理科系禅僧からのお話:第3話「直感と違和感」

今回は「直感」と「違和感」のお話

日々、仕事をしたり、遊んだり、生活している中で、「あれ?!」と思ったことは誰にでもあると思います。些細なことだったり、理由もなく「なんかおかしいな!」と感じたり。こういった「直感」とでもいう感覚。あるいは「直感」として気づく前の些細な感覚。「違和感」とも表現できます。

このような直感や違和感は、記憶力の高い人であれば、後になってから、それが具現化して、「あのときの違和感は、こういうことだったのか」と気づくことが多々あります。良い具現化もあれば、悪い具現化もあります。

人口知能にはできない、人間が持つ、この「直感」や「違和感」という能力。この感覚を意識して、日々、気をつけて過ごしていると、難を逃れたり、成功に導いてくれたりします。

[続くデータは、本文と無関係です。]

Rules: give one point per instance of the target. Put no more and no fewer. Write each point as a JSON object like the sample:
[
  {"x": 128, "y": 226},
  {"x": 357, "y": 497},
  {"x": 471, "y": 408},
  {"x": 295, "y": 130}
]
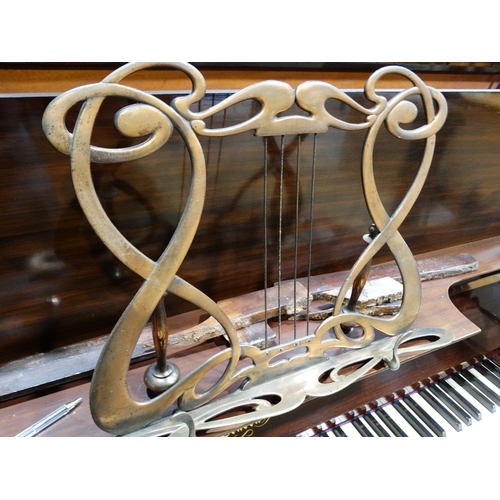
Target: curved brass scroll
[{"x": 290, "y": 380}]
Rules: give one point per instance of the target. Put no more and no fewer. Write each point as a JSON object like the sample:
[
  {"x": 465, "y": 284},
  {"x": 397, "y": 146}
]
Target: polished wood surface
[
  {"x": 61, "y": 285},
  {"x": 476, "y": 311},
  {"x": 45, "y": 77}
]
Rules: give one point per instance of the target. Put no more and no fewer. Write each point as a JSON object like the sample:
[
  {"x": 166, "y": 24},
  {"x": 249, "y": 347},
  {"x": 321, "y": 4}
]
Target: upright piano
[{"x": 284, "y": 218}]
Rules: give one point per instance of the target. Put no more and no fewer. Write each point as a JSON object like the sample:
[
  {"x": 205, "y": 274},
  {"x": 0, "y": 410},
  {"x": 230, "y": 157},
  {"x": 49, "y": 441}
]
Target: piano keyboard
[{"x": 460, "y": 401}]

「ん?なんかおかしい」とか、「違和感」を感じたときは、一度立ち止まって、心を落ち着けて呼吸し、その違和感の要因にどんな事象があるのか、洞察してみましょう。洞察で要因がわかれば、その後、どういう結果が出てくるのか推察することができます。一方、ほとんどの場合、この「違和感」は見逃しやすいものですし、その後、何が起こるのかは想像できない場合が多いです。理屈で考えても、そのときには要因が見えないときもあります。

それでも、「違和感」を感じたときには、そのことを忘れずに意識に留めておきましょう。忘れないようにするということです。その違和感が些細ではなく、強い違和感の場合には、いったん、その活動を止めてみるのも一つの手段です。また理屈で自分を縛るのをやめてみることです。理屈とは、自分の知識や経験をもとに論理立てするものですが、その中には、かなりの思い込みや自分の願望が入っていたりします。いわゆる執着心です。都合の悪いことを見ない(気づかせない)ようになります。これでは、正しく事象を把握できません。般若心経には、「心を覆うものを無くせば、本当の事象が見えてくる。一度、正反対から事象を見るようにすると本当の事象が見えてくる」と書かれています。

自分の都合を排除し、客観的にものを見るように訓練し(マインドフルネストレーニング)、違和感を忘れないようにしていると、あるとき、その要因に気づけます。違和感の要因を早めにキャッチすることができ、その対応策を取れる確率が高くなります。

この記事を書いている拙僧も、あのときの違和感を放置していなければ異なる展開ができたな!と思い返されることが多々あります。特に若い人に言いたいのは「直感」や「違和感」を感じたとき、それを放置して忘れないよう、意識に留めて、その「直感」や「違和感」の要因を日々、洞察することをお勧めしたい。また「違和感」のある状態で、嫌なことを続けない方が良いということです。自分の好きな仕事や、自分の好きな趣味をやっているときのほうが直感力は高まります。結果として成功する確率が高まります。自分の「直感」や「違和感」を大事にしましょう。

それから、「直感力」を高める方法として、深い呼吸、1日何回か静かな場所に身をおくこと、十分な睡眠と健全な臓器を維持することです。瞑想なども良いでしょう。ストレスのある状態に置かれた脳や体では「直感力」は低下します。十分な休息やリフレッシュも成功するためには大切です。拙僧は、たまに温泉に行ったり、マッサージを受けに行っています。